Jake Knapp and John Zeratsky — co-authors of Make Time (2018) and creators of the Design Sprint — join Lenny’s Podcast to discuss their personal productivity system and the book behind it. The conversation covers the full HLER cycle (Highlight, Laser, Energise, Reflect) and the deeper structural argument: that modern technology is explicitly designed to capture attention, making willpower an inadequate defence and environmental redesign a necessity.

Source: Lenny’s Podcast Speakers: Jake Knapp, John Zeratsky


Key ideas

  1. The Highlight is a daily forcing function. Choose one named priority each day — written on a sticky note — and block 60–90 minutes for it. Selection uses three lenses: urgency, satisfaction, or joy. Failure to complete the Highlight is data, not failure; the Groundhog Day philosophy treats tomorrow as another experiment.

  2. Willpower cannot compete with product design. A team of engineers at a major tech company has spent years optimising an app to capture attention. One person’s resolve is structurally outmatched. The only reliable strategy is environmental redesign: delete apps, log out, enable 2FA as a friction speed bump, remove email from the phone, cancel the internet during focus sessions if necessary.

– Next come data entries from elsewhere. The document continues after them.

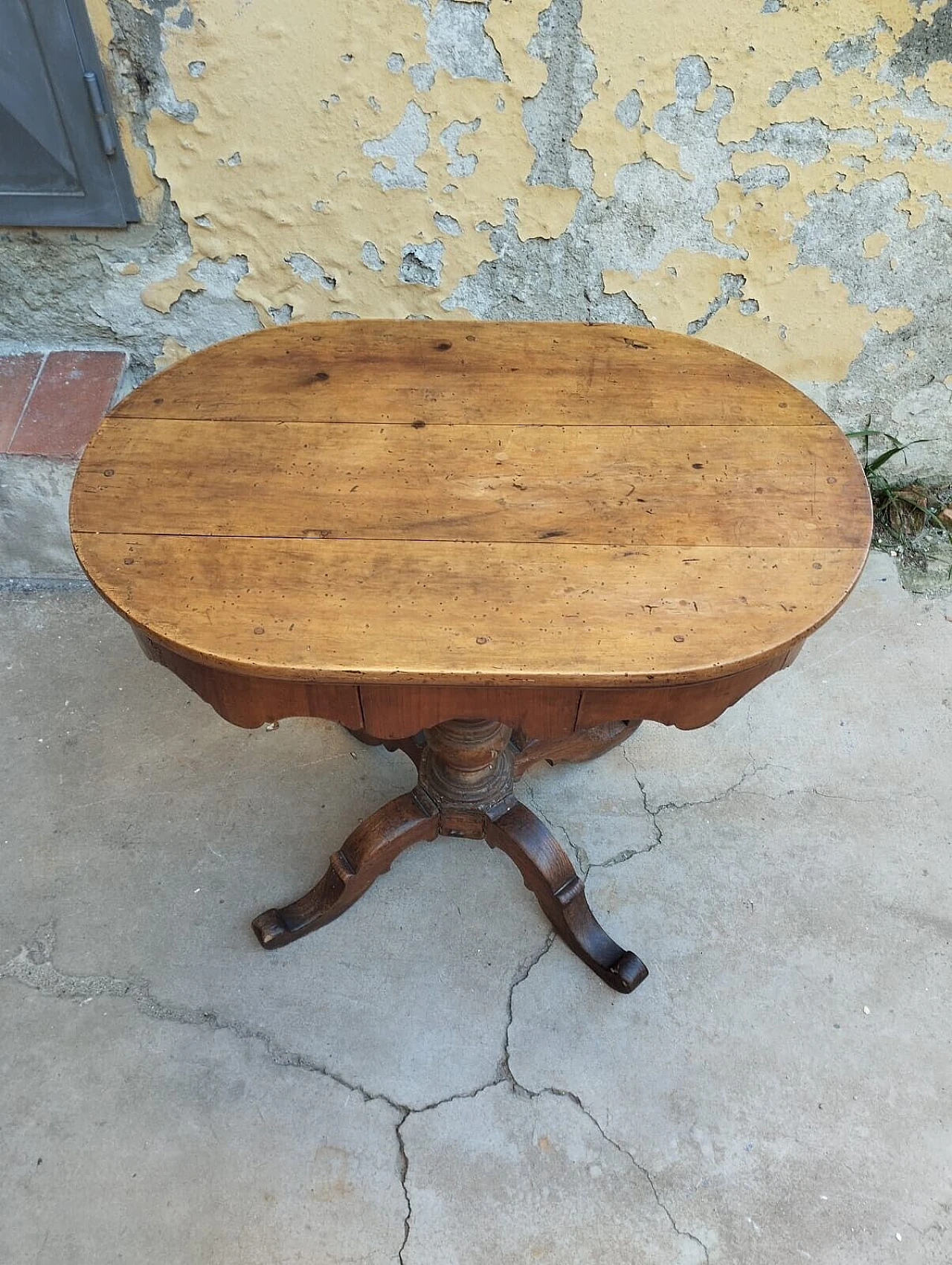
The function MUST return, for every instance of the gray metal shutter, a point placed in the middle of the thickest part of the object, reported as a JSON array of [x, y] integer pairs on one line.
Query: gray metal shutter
[[61, 164]]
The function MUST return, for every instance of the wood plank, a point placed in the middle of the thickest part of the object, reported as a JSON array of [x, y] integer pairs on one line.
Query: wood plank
[[481, 373], [598, 485], [469, 613]]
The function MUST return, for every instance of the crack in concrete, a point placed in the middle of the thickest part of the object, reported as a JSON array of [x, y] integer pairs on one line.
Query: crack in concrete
[[751, 770], [650, 811], [33, 967], [508, 1074], [582, 857], [623, 1150], [404, 1171]]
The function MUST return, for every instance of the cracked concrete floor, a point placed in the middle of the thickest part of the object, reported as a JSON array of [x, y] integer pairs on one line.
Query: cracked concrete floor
[[433, 1077]]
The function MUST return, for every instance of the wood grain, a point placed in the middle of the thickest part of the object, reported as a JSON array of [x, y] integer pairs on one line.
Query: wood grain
[[467, 613], [477, 372], [591, 485], [472, 506]]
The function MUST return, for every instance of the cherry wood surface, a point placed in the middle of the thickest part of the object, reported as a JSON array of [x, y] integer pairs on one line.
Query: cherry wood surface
[[465, 503]]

  3. Attention residue is the hidden cost of interruption. Even a brief detour to an inbox or social feed leaves cognitive static (Sophie Leroy’s term, popularised by Cal Newport) that takes ~20 minutes to clear. The implication: checking email “for two minutes” rarely costs two minutes.

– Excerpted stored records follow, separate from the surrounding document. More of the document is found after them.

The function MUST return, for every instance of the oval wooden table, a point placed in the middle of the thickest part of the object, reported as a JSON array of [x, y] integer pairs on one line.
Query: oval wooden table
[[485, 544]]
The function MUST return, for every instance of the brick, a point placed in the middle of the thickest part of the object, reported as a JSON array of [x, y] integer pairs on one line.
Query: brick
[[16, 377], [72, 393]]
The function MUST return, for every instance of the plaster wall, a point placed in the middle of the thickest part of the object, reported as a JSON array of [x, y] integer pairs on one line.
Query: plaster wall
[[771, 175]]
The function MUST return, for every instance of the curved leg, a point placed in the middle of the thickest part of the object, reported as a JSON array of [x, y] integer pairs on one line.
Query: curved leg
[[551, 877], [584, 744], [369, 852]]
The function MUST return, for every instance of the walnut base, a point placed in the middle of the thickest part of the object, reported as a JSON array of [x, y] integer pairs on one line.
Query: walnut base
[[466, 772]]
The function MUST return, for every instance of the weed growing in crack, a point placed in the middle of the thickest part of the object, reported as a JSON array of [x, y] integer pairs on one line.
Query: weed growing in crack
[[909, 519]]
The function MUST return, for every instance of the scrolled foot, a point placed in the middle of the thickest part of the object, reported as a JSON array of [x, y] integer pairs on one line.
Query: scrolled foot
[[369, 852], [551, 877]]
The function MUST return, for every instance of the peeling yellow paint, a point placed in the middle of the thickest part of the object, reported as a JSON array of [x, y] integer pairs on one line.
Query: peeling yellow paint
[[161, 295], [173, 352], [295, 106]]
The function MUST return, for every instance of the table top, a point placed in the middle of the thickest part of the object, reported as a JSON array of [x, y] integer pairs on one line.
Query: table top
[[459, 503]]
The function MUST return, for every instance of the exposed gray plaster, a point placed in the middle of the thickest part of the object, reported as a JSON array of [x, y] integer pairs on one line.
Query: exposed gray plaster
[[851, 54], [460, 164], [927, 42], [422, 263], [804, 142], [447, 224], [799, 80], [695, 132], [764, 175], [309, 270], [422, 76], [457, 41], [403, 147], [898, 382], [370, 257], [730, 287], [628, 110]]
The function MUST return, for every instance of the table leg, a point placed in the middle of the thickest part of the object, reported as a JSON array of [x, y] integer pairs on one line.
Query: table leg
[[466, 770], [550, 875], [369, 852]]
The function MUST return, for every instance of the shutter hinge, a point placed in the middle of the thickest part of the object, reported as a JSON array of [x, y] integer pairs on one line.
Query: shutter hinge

  4. Energise is infrastructure, not optional. Sleep is the highest-leverage intervention — more than any tactic. Exercise follows. Removing the phone from the bedroom breaks both the pre-sleep and morning-reflex loops that drain recovery. A personal trainer functions as a commitment device that defeats in-the-moment motivation failure.

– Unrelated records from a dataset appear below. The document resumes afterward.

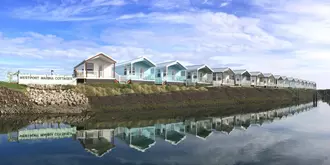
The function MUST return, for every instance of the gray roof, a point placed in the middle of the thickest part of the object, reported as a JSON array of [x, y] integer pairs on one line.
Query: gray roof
[[169, 63], [196, 67], [256, 73], [220, 69], [137, 60], [268, 74], [240, 71], [290, 78], [278, 77]]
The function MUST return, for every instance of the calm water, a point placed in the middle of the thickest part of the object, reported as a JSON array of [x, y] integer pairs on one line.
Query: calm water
[[293, 135]]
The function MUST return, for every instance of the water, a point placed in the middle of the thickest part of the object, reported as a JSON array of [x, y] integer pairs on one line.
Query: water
[[293, 135]]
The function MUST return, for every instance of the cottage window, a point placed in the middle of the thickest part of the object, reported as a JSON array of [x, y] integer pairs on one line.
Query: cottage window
[[89, 67], [158, 73], [125, 70], [183, 73], [133, 71], [195, 75], [214, 76]]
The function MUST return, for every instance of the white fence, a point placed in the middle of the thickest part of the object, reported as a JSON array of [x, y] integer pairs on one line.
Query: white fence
[[28, 79]]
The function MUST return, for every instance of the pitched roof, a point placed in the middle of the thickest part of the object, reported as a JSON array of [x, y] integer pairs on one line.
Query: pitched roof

  5. Treat each day as a scientific experiment. The Reflect step closes the feedback loop: one question (did the Highlight happen?), one note on what to change. The scientific framing converts “I failed to focus today” into “today’s trial generated useful data.” This mindset is what makes the system self-correcting rather than self-defeating.


Framework summary

PhaseQuestionPrimary lever
HighlightWhat is the most important thing today?Named daily priority; sticky note; 60–90 min block
LaserHow do I protect focus?Environmental redesign; friction as tool
EnergiseAm I physically capable of deep work?Sleep, exercise, phone out of bedroom
ReflectWhat worked? What to adjust?One-question log; scientific mindset

On the busy bandwagon and infinity pools

The structural enemies of the Make Time system: the busy bandwagon (the social norm equating reactive availability with worth) and infinity pools (applications with no natural stopping point — email, Twitter, Instagram, news feeds). The book argues these forces are systemic, not personal failures, and must be named before they can be designed around. The Odysseus/Sirens metaphor captures the strategy: commit in advance, because in-the-moment willpower will fail.


Context

Make Time published 2018 alongside Sprint (2016) as the second collaboration between Knapp and Zeratsky. The book was built from hundreds of personal experiments conducted by both authors during its writing. The HLER system is designed for knowledge workers who have some discretion over their daily schedule; it is less applicable to highly scheduled or manual-labour roles.